SCROLL TO CONTINUE WITH CONTENT
"Nah, mahasiswa zaman dulu favorit tim sepak bolanya masih dari Italia, makanya merujuk ke salah satu nama stadion di sana, yaitu San Siro milik Milan," imbuh Damiri.
Damiri juga membagikan kesan bahwa San Siro yang dulu memang lebih berkesan, terutama untuk para pegawai. Sebab, dulu San Siro masih dapat dimanfaatkan untuk olahraga.
"Kalau dibandingkan dengan sekarang memang lebih meriah dulu. Karena ada lapangan untuk olahraga. Apalagi ketika Dies Natalis itu kan ada lomba olahraga antar pegawai dan mahasiswa. Jadi rame, gayeng, semua meramaikan bareng-bareng di San Siro," kenang Damiri.
'Sana Sini Asap Rokok'
Menariknya, ada versi penafsiran lain dari San Siro yang muncul kembali dari spontanitas di kalangan mahasiswa. Hal itu diceritakan oleh salah satu dosen Ilmu Politik dan Pemerintahan, Joash Tapiheru, yang dulunya mahasiswa Fisipol UGM tahun 90-an.
"Saya 1998 mahasiswa D3 Komunikasi, terus 1999 pindah jurusan masuk S1 Politik dan Pemerintahan. Kalau awal sejarah nama San Siro saya kurang tahu. Yang saya ketahui San Siro itu akronim dari Sana Sini Asap Rokok. Karena dulu kan mahasiswa sering nongkrong di situ sambil merokok," tutur Joash.
Tentang San Siro pada era 90-an, silakan baca di halaman selanjutnya...
Joash kemudian juga menceritakan bagaimana bentuk dan fungsi San Siro dulunya ketika ia masih mahasiswa.
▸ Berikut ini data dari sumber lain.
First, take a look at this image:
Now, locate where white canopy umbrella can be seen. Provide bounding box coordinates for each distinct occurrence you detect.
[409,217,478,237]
"Sebelum jadi taman seperti sekarang, dahulu itu ada lapangan voli dan biasanya juga dipakai futsal. Terus ada tempat duduk berbentuk U. Terus sisi utaranya jadi tempat parkir mobil dosen yang dalam. Kalau sekarang jadi bangku kotak di tengah yang diapit pohon. Lalu di sisi timur (Gedung BE) ada tangga plaza. Jadi kalau mau naik ke lantai 2 langsung naik (dari tengah) tidak seperti sekarang lewat pinggir," papar Joash.
San Siro sebelum Dipugar
Joash menyebut taman San Siro selalu lekat pada fungsinya sebagai ruang publik. "Sebetulnya sama-sama ada enak dan tidak enaknya dari San Siro yang dulu dan sekarang. Yang jelas hilang kan fungsi San Siro sebagai tempat olahraga," kata Joash.
"Namun ada yang bertambah fungsinya saat ini seperti selasar yang lebih luas, dan San Siro sebagai ruang publik tidak berubah dan tetap terlayani dengan bentuk yang sekarang," ujarnya.
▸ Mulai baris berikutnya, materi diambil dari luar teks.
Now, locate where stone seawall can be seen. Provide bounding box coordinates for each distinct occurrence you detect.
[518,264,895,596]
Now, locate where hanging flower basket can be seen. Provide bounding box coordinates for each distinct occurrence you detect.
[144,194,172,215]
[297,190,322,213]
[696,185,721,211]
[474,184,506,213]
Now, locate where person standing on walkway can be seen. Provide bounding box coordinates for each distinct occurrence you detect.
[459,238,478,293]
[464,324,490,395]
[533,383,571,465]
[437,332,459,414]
Ia kemudian membagikan pengalaman paling berkesan semasa kuliah ketika San Siro belum dipugar.
"Yang jelas diskusi ya kalau di San Siro. Lalu dulu pernah ketika mahasiswa saya mengikuti semacam kuis atau permainan diadakan di situ, pernah menang lomba banyak-banyakan nempelin sachet (nama salah satu produk minuman) lalu dapat Rp 100 ribu terus dibagi sama teman-teman yang lain buat beli rokok lumayan," kata Joash sambil tertawa.
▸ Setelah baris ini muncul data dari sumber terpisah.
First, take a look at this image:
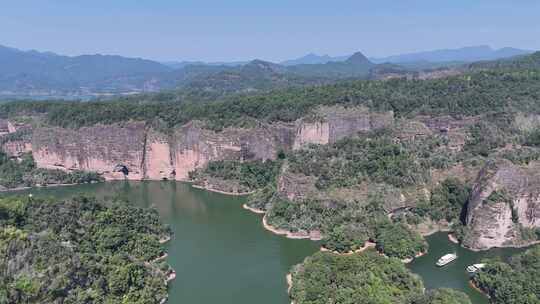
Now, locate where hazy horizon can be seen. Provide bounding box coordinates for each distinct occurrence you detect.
[0,0,540,62]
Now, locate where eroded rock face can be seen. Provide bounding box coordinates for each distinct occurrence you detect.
[170,122,294,180]
[32,122,146,180]
[464,160,540,250]
[0,107,393,180]
[293,106,394,149]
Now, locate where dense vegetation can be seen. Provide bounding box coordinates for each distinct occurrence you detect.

Pentingnya San Siro sebagai ruang publik juga diutarakan oleh Ghea, mahasiswa jurusan Politik dan Pemerintahan Fisipol UGM angkatan 2020. Menurutnya, sampai saat ini pun San Siro masih relevan dipertahankan bentuk dan fungsinya untuk mengakomodasi berbagai aktivitas civitas akademika mahasiswa.
"San Siro sendiri kan ruang komunal ya. Ketika duduk di San Siro tidak hanya mendapatkan satu perspektif saja, karena dari semua jurusan itu bisa ngumpul di satu tempat dan ngobrolin banyak hal," kata Ghea.